Nationwide, sales of existing homes were down 19.1% in September compared to a year earlier, while inventories of unsold homes and condos rose to a 10.5-month supply. Existing home sales were hurting from California to the New York islands, with the Northeast hit hardest, falling 10%. Sales also scaled down 9.9% in the West, 7% in the Midwest, and 6% in the South.
In light of the numbers, Lehman Bros. stated it expects the Federal Reserve to cut the overnight lending rate to 3.75% by the middle of 2008.

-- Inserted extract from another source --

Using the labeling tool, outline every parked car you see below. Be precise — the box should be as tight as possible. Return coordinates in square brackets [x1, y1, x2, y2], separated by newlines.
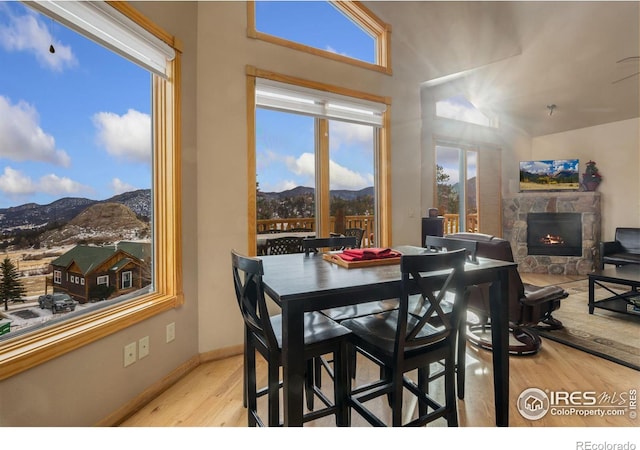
[38, 294, 78, 314]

As a result of the housing figures, on top of poor earnings from Merrill Lynch major indices suffered during intraday trading. The Dow Jones Industrial Average (DJIA-13,531.8) dropped more than 200 points earlier, but has since rallied slightly to lessen the deficit to around 140 points. The Dow is currently at 13,531.8. The S&P 500 (SPX- 1500.21) and Nasdaq Composite (COMP-2745.3) also suffered, with the SPX hovering near a 20 point loss and the COMP dawdling around a 2% loss.